Sejak Ramadhan 1428 (tahun 2007), Sahabat Al-Aqsha didirikan dan langsung bekerja menyambung Silaturrahim keluarga Indonesia dengan keluarga-keluarga kita di Palestina dan Suriah. Fokus kita adalah keluarga. Keluarga kita di Palestina dan Suriah, sama pentingnya dengan keluarga-keluarga kita di Myanmar, Mindanao, Uighur dan Xinjiang, Kashmir, Afghanistan, Somalia, Iraq, Chechnya dan lain-lain.
Namun karena keterbatasan kemampuan, kita memilih fokus menyambung Silaturrahim dengan keluarga-keluarga kita di garis depan Palestina dan Suriah.

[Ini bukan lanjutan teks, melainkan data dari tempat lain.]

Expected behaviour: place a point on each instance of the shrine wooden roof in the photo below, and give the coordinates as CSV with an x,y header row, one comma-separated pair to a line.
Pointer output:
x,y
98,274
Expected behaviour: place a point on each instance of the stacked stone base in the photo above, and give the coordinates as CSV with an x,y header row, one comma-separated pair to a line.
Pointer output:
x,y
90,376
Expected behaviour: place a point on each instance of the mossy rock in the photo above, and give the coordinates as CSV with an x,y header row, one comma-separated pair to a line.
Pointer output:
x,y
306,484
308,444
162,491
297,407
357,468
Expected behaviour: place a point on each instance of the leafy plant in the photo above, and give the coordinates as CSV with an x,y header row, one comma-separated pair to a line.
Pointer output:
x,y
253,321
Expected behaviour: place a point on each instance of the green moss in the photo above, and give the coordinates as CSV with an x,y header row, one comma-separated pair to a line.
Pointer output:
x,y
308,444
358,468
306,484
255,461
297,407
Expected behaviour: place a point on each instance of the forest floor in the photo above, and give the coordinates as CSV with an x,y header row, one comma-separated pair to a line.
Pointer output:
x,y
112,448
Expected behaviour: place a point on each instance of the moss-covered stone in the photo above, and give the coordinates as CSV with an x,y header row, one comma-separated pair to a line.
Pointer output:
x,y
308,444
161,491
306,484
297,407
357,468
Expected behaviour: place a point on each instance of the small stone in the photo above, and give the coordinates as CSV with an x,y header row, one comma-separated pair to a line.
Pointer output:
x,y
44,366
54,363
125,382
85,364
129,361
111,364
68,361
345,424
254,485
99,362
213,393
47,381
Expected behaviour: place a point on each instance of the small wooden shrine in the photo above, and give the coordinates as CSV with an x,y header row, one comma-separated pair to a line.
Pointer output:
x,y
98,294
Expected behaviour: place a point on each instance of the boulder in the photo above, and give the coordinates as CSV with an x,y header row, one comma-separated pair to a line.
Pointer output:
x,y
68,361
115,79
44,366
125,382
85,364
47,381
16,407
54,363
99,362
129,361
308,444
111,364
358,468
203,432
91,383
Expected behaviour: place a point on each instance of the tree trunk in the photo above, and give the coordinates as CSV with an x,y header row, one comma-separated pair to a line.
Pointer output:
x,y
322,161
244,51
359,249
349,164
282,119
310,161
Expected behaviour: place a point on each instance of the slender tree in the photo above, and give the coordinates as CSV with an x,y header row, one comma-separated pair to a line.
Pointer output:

Ramadhan 1436 ini, Sahabat Al-Aqsha (dan Sahabat Suriah, dibentuk sejak 2012) diminta untuk melanjutkan amanah-amanah ini:
Di Palestina
- -Pendirian Rumah Sakit Spesialis Bedah di Rafah, Gaza Selatan
- -Operasi Pemasangan 82 Tangan dan Kaki Buatan
- -Akademi Syariah dan Ilmu Al-Quran di Kamp Pengungsi Jabaliya, Gaza Utara
- -Beasiswa 30 Mahasiswa Kedokteran Palestina di Sudan (sejak Januari 2012)
- -TK Bintang Al-Quran di Kamp Pengungsi Jabaliya, Gaza Utara (sejak September 2011)
Di Suriah
- Menyantuni 200 Anak Yatim Syuhada (sejak Januari 2014)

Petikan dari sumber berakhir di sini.